15

28 0 0
                                        

Harry no ha dicho ni una sola palabra desde que abandonamos el local mientras que todo lo sucedido se reproduce en mi cabeza una y otra vez. Lo miro intentando entenderlo, intentando adivinar lo que piensa, buscando algo que todavía no logro comprender. Liam ha accedido a ayudarnos a ambos, dos vidas terminan y dos vidas comienzan. Empezar de cero siempre ha sido mi mayor sueño, el inicio de la libertad que tanto tiempo he anhelado. Las normas son claras y precisas, no hay lugar a error o de lo contrario todo se habrá terminado. Aquí nos separamos, bajo el puente que cruza la ciudad, entre la oscuridad y las sombras, con el corazón en un puño, el cuerpo temblando y los ojos llorosos. Me tomo un segundo inhalando las pocas fuerzas que me quedan y lo observo. Parado frente a mi, dándome la espalda y sin mediar palabra. En apenas unas horas estaremos rumbo a una nueva vida, pero algo en mi me grita, me mantiene alerta. El terror de ser traicionada se va haciendo cada vez más presente.

— Mírame. — siento como mi cuerpo se desvanece — ¿Qué pasa si algo sale mal? — veo como sus hombros caen, como si hubiera estado reteniendo el mayor de los suspiros. 

— Todo puede salir mal, eso es lo nuestro. — se ríe para sus adentros y finalmente se gira. Estira su mano intentando agarrar la mía y me empuja ligeramente hacia el. — Estaremos bien. — un escalofrío recorre mi cuerpo al escuchar esas palabras, mi instinto me dice que no debo creerlo. — Jules... — coloca las palmas de sus manos en mi cabeza y apoya su barbilla en ella. — ...te quiero. — se acerca lo suficiente para quedar casi a mi altura y me besa.

— Quédate. — el miedo se hace más fuerte cada segundo que pasa, siento que se me va a salir el corazón del pecho.

— Todavía me quedan cosas que solucionar. — me rodea con sus brazos acercándome a su pecho. — Son solo unas horas, estaré allí. — lo miro insegura mientras nuestro abrazo se rompe y nuestros cuerpos empiezan a tomar distancia. — Te lo prometo.

— No importan tus asuntos pendientes, esta vida, todo esto va acabar. — señalo nuestro alrededor con las manos — No lo necesitas. 

— Jules... — resopla

— Necesito que lo dejes atrás, Harry. — desde que dejamos a Liam el miedo no hace más que jugarme una mala pasada, tan solo puedo recordar las veces en las que falló, las veces que me abandonó — Por qué no puedo ser yo más importante que todas tus mierdas.

— No puedo. — cabizbajo y sin ganas de continuar con esta conversación, mira su reloj y da un paso atrás. — Es tarde. — comienza a caminar dejándome atrás. — Allí estaré.

Me encantaría salir corriendo detrás de él pero me quedo parada, esperando, observando. Por un momento me siento perdida, no sé que hacer. Quiero creerlo, quiero hacerlo con todas mis fuerzas, pero nunca lo consigo. ¿Cómo puedo hacerlo? A pesar de sus te quiero, de sus besos y sus abrazos sigo sin sentirme cerca de él, sigo sintiendo miedo de acercarme y ser rechazada. A pesar de que ahora conozco sus sentimientos, la historia no ha cambiado, la tensión y la incertidumbre siguen estando entre nosotros. Me enfada que se vaya y me deje atrás, solo tenía que aguantar unas horas a mi lado, hacerme su prioridad por una sola vez. Cierro los ojos y suspiro profundamente intentando ordenar mis ideas. Me pido una última oportunidad, confiar una vez más. Siento como mi cuerpo se va haciendo más pesado, las emociones han ido drenando toda mi energía. 
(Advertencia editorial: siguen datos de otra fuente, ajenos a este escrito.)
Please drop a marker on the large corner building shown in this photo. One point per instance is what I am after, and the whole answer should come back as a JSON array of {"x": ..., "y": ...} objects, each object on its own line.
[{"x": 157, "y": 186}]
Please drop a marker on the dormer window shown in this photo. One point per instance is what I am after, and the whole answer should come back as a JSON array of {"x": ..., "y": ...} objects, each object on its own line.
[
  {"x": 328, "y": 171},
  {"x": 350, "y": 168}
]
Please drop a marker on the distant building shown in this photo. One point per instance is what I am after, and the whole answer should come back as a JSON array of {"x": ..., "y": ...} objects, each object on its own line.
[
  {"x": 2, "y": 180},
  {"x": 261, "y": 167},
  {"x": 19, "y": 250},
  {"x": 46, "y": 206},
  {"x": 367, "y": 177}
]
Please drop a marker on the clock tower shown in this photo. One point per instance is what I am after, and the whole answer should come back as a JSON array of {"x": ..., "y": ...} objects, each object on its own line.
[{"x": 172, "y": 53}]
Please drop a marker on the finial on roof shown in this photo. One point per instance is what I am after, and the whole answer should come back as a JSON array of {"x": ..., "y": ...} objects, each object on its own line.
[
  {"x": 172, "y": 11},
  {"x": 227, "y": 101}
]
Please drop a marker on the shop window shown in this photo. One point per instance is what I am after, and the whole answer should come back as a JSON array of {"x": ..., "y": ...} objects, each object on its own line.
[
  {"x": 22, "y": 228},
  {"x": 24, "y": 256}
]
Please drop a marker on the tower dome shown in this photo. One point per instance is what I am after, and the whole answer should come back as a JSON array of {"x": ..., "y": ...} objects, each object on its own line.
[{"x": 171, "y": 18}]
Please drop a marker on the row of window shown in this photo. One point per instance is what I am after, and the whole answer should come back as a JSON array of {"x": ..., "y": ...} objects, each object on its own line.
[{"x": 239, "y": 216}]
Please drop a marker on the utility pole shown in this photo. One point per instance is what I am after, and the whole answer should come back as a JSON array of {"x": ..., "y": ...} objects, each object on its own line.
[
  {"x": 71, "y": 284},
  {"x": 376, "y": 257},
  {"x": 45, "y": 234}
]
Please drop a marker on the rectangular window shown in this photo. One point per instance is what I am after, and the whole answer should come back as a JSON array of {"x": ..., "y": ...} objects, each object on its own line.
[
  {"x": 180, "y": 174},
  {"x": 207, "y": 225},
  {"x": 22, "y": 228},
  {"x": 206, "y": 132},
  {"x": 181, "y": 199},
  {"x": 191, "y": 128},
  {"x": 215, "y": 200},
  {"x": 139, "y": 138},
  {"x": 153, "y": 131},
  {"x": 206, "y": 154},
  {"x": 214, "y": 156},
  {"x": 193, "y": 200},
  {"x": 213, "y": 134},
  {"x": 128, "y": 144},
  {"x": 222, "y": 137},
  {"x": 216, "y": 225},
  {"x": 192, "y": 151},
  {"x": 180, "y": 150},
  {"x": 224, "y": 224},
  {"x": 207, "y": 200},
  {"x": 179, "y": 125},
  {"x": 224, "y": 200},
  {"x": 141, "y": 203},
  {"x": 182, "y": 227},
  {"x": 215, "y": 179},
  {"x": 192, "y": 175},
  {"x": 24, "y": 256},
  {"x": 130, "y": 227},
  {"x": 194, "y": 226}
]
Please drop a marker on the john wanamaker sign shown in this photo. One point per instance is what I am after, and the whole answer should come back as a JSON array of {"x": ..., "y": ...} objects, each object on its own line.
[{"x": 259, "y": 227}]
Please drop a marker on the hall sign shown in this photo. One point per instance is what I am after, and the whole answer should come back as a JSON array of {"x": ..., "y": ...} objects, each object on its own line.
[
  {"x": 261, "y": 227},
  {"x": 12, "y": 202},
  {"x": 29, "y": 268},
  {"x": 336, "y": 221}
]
A diferencia de Harry yo no puedo permitirme el lujo de arreglar mis asuntos pendientes. Todavía tengo muchas preguntas sin respuesta, dudas que no han parado de surgir en estos últimos meses. Me gustaría enfrentarme a mis padres, conocer todos sus secretos, todo aquello que me han estado ocultando, saber si alguna vez me han querido y no haber sido más que una moneda de cambio para sus negocios. Quisiera también regresar con Ava, hablar con ella durante horas de todas esas cosas que dice que tengo que descubrir por mi cuenta. ¿En qué momento se ha convertido ella en parte del caos? Todavía me pregunto de que se tratan esos secretos y por qué siempre involucran a Harry o a Louis. Es frustrante vivir en un mundo en el que eres invisible, en el que tu simple existencia no significa absolutamente nada para nadie. Un mundo en el que no tienes voz, donde nadie te escucha.